The recent explosion of Big Data in the medical field has paved the way for the automatic analysis of vital signals. Currently, the majority of the diagnoses in critical situations are based on information obtained with outdated instrumentations that do not take advantage of newer technologies.
By Ian Di Dio Lavore, Marco Di Gennaro and Luigi Fusco
Undergraduated students in Computer Science and Engineering, Politecnico di Milano
Cardiovascular diseases are the first cause of death worldwide as stated by the World Health Organization. The “Golden-Hour” in emergencies refers to the short amount of time in which the patient has the highest chance of survival. The goal of the Anomalous project is to reduce the time needed for diagnosis to fall within the Golden-Hour.
It has become a standard procedure to acquire an electrocardiogram (ECG) as soon as possible in case of heart conditions. Medical devices in use today have several defects: they are often too heavy, take a lot of time to be deployed and they perform analyses based on old and unreliable methods.
In recent years Computer Science has become interconnected with medicine: from e-health wearables to remote microscopic surgeries done with robots (thanks to the 5G network) or even to automated detection of anomalies, technology is no longer of support, but drives the evolution of care. Anomalous falls within this exciting field, as an open-source, full-stack solution for the acquisition and automatic analysis of ECG signals. This software recognizes common problems present in the ECG and shows the results of its analysis to the medical staff through a simple and intuitive user interface.
We adopted an innovative technique for acquiring the ECG signal, known as EASI, in order to reduce the time needed to prepare the patient. By doing so, we were able to lower the number of electrodes to be applied to the patient’s body by half, reconstructing the missing views of the heart with proven techniques of signal processing.
As shown in the flow chart, the data is filtered for noise and baseline shift after the acquisition. The filtered signal is then processed and analyzed using different signal processing and machine learning techniques.
Signal processing is used to identify specific points in the wave, called QRS complexes, that are associated with each beat. Using those results, we compute the beats per minute (BPM) to detect forms of irregularity in the rhythm like tachycardia and bradycardia.

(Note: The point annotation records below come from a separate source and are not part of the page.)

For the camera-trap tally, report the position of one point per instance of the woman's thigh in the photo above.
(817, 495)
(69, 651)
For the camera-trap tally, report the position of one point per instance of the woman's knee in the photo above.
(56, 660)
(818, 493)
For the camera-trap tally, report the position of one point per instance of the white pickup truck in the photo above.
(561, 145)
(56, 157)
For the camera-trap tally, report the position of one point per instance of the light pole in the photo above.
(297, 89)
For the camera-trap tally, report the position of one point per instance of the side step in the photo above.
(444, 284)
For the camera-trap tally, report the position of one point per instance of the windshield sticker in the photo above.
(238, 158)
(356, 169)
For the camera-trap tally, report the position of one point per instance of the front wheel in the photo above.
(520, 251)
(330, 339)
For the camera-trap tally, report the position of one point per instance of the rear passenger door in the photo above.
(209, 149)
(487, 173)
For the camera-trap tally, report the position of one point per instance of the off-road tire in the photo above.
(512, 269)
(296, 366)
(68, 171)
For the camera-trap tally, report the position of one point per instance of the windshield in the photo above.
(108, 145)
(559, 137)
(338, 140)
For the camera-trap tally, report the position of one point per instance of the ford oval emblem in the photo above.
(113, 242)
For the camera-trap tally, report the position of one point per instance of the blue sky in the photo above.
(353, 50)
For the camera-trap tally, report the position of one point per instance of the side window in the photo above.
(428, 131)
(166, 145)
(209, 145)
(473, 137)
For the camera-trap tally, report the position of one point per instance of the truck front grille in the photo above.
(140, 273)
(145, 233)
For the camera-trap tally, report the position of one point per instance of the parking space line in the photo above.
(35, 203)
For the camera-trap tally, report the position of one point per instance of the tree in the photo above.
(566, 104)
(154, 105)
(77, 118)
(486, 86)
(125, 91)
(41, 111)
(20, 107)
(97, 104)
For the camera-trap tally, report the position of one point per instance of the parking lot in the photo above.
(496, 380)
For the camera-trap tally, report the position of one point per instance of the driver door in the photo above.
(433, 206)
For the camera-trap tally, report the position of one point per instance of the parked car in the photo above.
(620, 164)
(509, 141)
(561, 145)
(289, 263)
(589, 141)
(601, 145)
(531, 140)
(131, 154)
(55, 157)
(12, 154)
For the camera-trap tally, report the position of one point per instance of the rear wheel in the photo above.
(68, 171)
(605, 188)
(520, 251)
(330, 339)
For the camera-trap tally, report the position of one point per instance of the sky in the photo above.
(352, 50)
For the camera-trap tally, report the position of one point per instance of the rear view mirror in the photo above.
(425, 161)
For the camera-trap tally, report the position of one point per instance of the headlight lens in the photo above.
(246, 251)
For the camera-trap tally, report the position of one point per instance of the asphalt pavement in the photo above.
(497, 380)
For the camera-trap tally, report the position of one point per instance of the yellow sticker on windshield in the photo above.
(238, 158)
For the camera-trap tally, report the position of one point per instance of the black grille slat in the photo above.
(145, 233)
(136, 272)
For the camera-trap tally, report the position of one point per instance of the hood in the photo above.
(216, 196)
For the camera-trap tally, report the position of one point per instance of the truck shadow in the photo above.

For what concerns the classification of the anomalies in the signal we relied on machine learning and, in particular, we explored different typologies of neural networks. A first version of our algorithm relied on recurrent neural network architectures (RNN), chosen for their flexibility in analyzing time-series data, but we later developed a convolution-based neural network (CNN), which offered better results in terms of accuracy. One of the greatest challenges we faced was to find a rich and reliable dataset to train our neural networks. This is common to many machine learning problems as data, especially in the medical field, is often held private and not released to the public. The dataset of our choice came from PhysioNet and required a significant amount of preprocessing before use.
The last phase of our project was to develop a user interface tailored for the target audience of Anomalous: medical staff and paramedics. We focused on eliminating the need for a manual research of the problem, by presenting both a classic visualization of the ECG and a direct view on the detected anomalies, identified by a letter and displayed with a dedicated graph.